When you are amid a gathering of (mostly) silent birders you just cant help but let your mind wander. As a five year old I’d sit with my mum identifying birds visiting the threaded peanut shells hung in the garden. On Thursday morning, a couple of score years and more later, I found myself with my guests and a group of twitchers on a windswept Cornish headland. In the intervening period I’ve seen a lot of birds in the UK; 499 species to be exact.
The first warming rays of the sun were stretching my shadow towards sallows surrounded by brambles: this small patch of vegetation was the focus of everyone’s attention. We had spent the lat week on the Isles of Scilly and had returned to the mainland on the previous afternoons ferry. This was the last day of ‘The Isles of Scilly Birders tour’. We were calling at a few places in Cornwall before heading back to Norfolk. Hence our ‘bush-staring’ close to the village of Sennen.

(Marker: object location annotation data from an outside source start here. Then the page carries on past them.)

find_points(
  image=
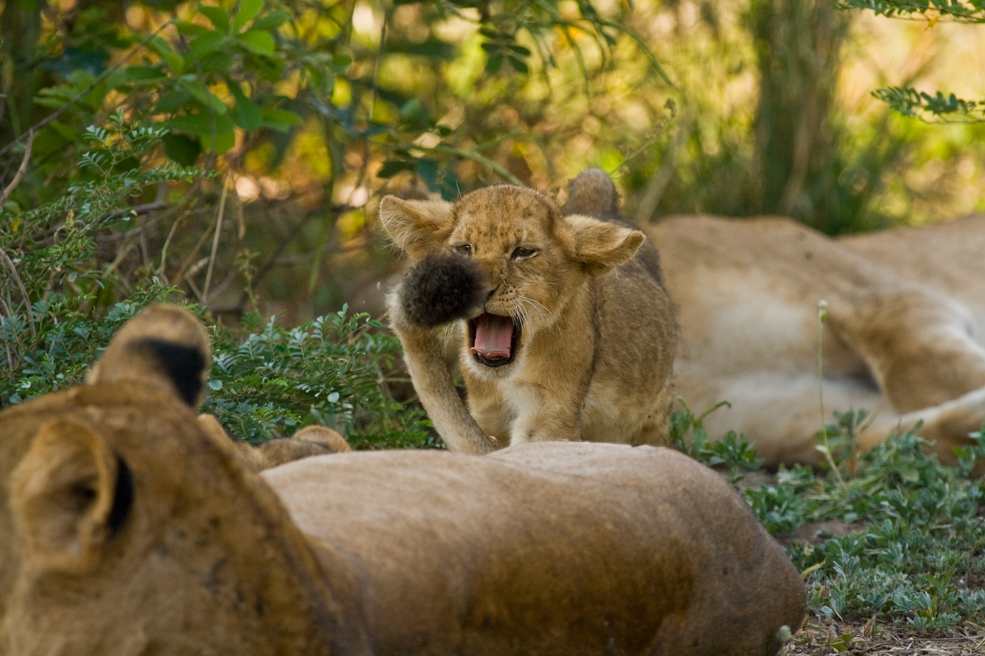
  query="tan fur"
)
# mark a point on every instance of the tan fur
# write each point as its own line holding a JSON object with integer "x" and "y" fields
{"x": 906, "y": 309}
{"x": 598, "y": 337}
{"x": 131, "y": 356}
{"x": 128, "y": 530}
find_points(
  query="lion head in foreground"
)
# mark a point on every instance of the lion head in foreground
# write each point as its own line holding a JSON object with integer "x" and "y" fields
{"x": 129, "y": 529}
{"x": 124, "y": 523}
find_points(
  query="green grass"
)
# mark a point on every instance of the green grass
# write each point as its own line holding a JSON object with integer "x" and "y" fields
{"x": 914, "y": 553}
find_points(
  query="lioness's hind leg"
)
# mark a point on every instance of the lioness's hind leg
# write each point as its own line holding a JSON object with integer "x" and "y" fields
{"x": 948, "y": 425}
{"x": 918, "y": 347}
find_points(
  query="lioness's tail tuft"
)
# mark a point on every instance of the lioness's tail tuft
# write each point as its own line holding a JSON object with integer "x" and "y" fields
{"x": 441, "y": 289}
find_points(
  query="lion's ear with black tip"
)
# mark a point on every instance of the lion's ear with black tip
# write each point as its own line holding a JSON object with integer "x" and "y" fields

Hidden within the bush was a Grey Catbird. A North American crepuscular bird …way …way out of its normal range. This was the second occurence of this species in Britain.
As the sun lit up the lime bark of the willows a dark thrush sized grey bird with a black cap and a rusty vent hopped up to become the landmark of my 500th British species.
Do you think we could use the ‘cat carrier’ we saw hung on the wall at the pub during our last night of the tour to take it back to the states? No? … well no need to get into a flap about it. Better nip this in the bud right now!